PLCrashReporter Stewardship Moving to Microsoft

September 12, 2019, by Chris Campbell

We're very pleased to announce that the App Center team at Microsoft will be taking on stewardship of PLCrashReporter, the popular open source crash reporting framework made by Plausible Labs Cooperative.

PLCrashReporter was created by (Plausible co-founder and alumnus) Landon Fuller way back in 2008, and it was the first crash reporting solution available for iOS. In the years that followed, many applications and crash reporting services have adopted PLCrashReporter as a critical part of their foundation. In that time, Plausible continued to maintain PLCrashReporter as an open source project, and developed improvements in collaboration with crash reporting services such as HockeyApp (which later became part of Microsoft).

In recent years, our focus has shifted to things unrelated to crash reporting, and it has become more difficult to find time for maintenance of this important project. Meanwhile, the world kept turning, and every so often a change in Apple's platforms would break the build, or require small tweaks, in PLCrashReporter. The App Center team at Microsoft maintained a fork of the main PLCrashReporter repository to help keep their services running smoothly in those times we weren't on hand to fix things upstream.

Given that the App Center team was already very familiar with PLCrashReporter, and that they had expressed interest in contributing their changes upstream, it seemed like a natural fit for Microsoft to take over as stewards of PLCrashReporter. To that end, we talked it over and they have graciously agreed to take on responsibility of the PLCrashReporter repository and related sites. To be clear, the licensing of PLCrashReporter isn't changing, and Microsoft looks forward to working with the community on this open source project.

We feel that Microsoft has been making positive strides in the open source community over the past few years, and we are confident that they'll be great hosts of PLCrashReporter as it enters its second decade of existence. For more on the transition, check out Microsoft's announcement or visit this GitHub issue.

A New Home for VoodooPad

December 14, 2017, by Rebecca Bratburd

We are pleased to announce that the team at Primate Labs has taken over sales and development of VoodooPad.

Earlier this year, a significant member of our team resigned, which, along with other changes in direction for our cooperative, made it difficult to provide continued development and support of VoodooPad. Thus, we're passing the VoodooPad torch to a company better suited to support it now and in the future.

We trust Primate Labs, a company we've known for about a decade, to take over the reins. Primate Labs develops performance analysis software for desktop and mobile platforms, namely Geekbench. We think they'll make excellent custodians of VoodooPad alongside it.

Existing users of VoodooPad will be able to continue using the app as they have been. We will transfer the apps, but users won't need to take any action. Support requests will be handled by Primate Labs, and we'll be available to them during a transition period to help them get up to speed.

We’re grateful to the customers who wrote in with feature requests and bug reports that we were able to learn from and strengthen VoodooPad. We’re sad to let VoodooPad go, but at the same time we’re excited to see the product live on with Primate Labs as its new stewards. We wish them, and you, all the best!
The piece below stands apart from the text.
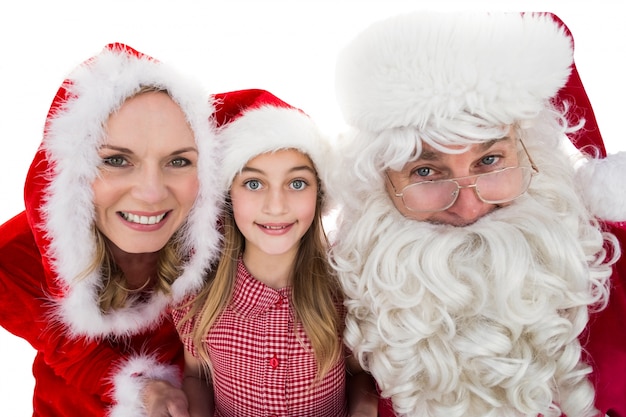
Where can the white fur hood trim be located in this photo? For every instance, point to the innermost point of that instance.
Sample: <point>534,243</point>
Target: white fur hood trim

PLRelational: Query Optimization and Execution

October 3, 2017, by Mike Ash

This is our latest entry in a series of articles on PLRelational. For more background, check out these other articles in the series:

We've been talking a lot about PLRelational lately and what you can do with it. Today I want to talk about some of its internals. In particular, I want to talk about how it optimizes and executes queries, which is one of the most interesting components of the framework.

Simple Query Execution

PLRelational's relations are divided into two kinds: source relations that contain data directly, and intermediate relations that produce data by operating on other relations. (The latter are implemented in the IntermediateRelation type.)

To get data out of a relation, PLRelational executes a query. For source relations, this is simple: ask it for its data, and that's it. Executing a query on intermediate relations gets more complicated.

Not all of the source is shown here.